Some in the State Department and among former President Bush’s advisors sympathized with this approach and made the case for prudence. Do not press the Saudi, Egyptian, and Jordanian governments too hard while the images of Palestinian suffering played over the region’s media. Give Arafat a way out of war: a detailed U.S. plan that the parties could not refuse.
But George W. Bush was not prepared to impose such a plan on Israel, especially not a scheme that gave Arafat a great victory. High White House officials doubted that Arafat wanted an agreement or would keep his promises but recognized that he could not be cast aside. U.S. policy would therefore restrain Sharon from eliminating or exiling Arafat; still Bush would not deal with him until the Palestinian actually delivered a 100 percent effort on terrorism. Although confusing, the Bush Administration’s tacking among these winds reflected genuine dilemmas and conflicting advice: the lack of a credible Palestinian partner, questions about whether Sharon really wanted negotiations, and the desire to contain it all while preparing to finish off Saddam Hussein.
President Bush now faces two critical judgments.

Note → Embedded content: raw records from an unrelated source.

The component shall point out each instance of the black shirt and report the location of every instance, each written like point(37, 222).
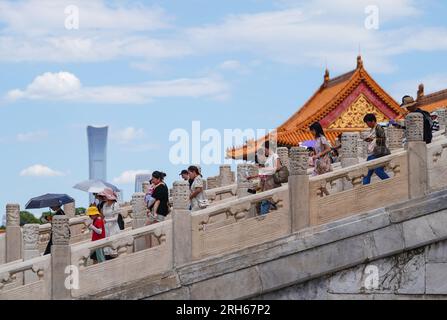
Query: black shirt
point(161, 193)
point(428, 124)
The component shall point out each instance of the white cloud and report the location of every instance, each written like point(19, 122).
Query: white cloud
point(64, 86)
point(297, 33)
point(34, 30)
point(127, 135)
point(44, 16)
point(432, 83)
point(235, 66)
point(308, 33)
point(128, 177)
point(32, 136)
point(142, 147)
point(39, 170)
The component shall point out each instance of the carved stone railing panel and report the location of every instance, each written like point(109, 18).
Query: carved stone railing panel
point(78, 232)
point(122, 242)
point(229, 226)
point(221, 193)
point(437, 163)
point(11, 273)
point(328, 204)
point(129, 266)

The first is the extent to which the Israeli-Palestinian conflict impedes the war on terrorism, specifically pressure on Iraq but also the suppression of other terrorist groups with “global reach.” Over a decade ago, the U.S. found that Arab-Israeli tensions complicated but did not prevent an anti-Saddam coalition from going to war. Clearly it will be easier to put Saddam in U.S. sights if the Israeli- Palestinian issue is below sight, and less need of local allies if the planned military operation does not require the massive force of a Desert Storm. Nonetheless, the United States can still harm Saddam quite a lot even without much Arab cooperation. Moreover, the case can be made that, as in 1990-91, a further defeat of the violent opposition to peace with Israel, in Iraq if not elsewhere, is a necessary prelude to a successful diplomacy. The Madrid Peace Talks, after all, had been made possible by the American victory in the Gulf.
Even if the end of the Israeli-Palestinian conflict is not a necessary prelude to heavy American pressure on Iraq, the U.S. has a strong interest in resolving it. The second critical presidential judgment will therefore be what can be done.
Eighteen months of warfare have turned the clock back to the pre-Oslo era when there were no partners on the Palestinian side, the violent status quo looked intolerable and a final status agreement appeared unattainable. Recent developments, however, may offer the potential for progress.
By pressing these two movements, the U.S. will draw upon the desire of both sides to alter the status quo even if neither can make the final leap to an overall settlement. It cannot be stated often enough that outside plans and pronouncements are helpful only when the parties are already inclined to look for the deal. The diplomatic history of Arab-Israeli peacemaking is littered with blueprints that missed this fundamental fact, just as the desire for the deal is so often stimulated by a bout of failed violence. In this case, the defeat of terrorism as a method for effecting change is crucial to peacemaking in the Middle East.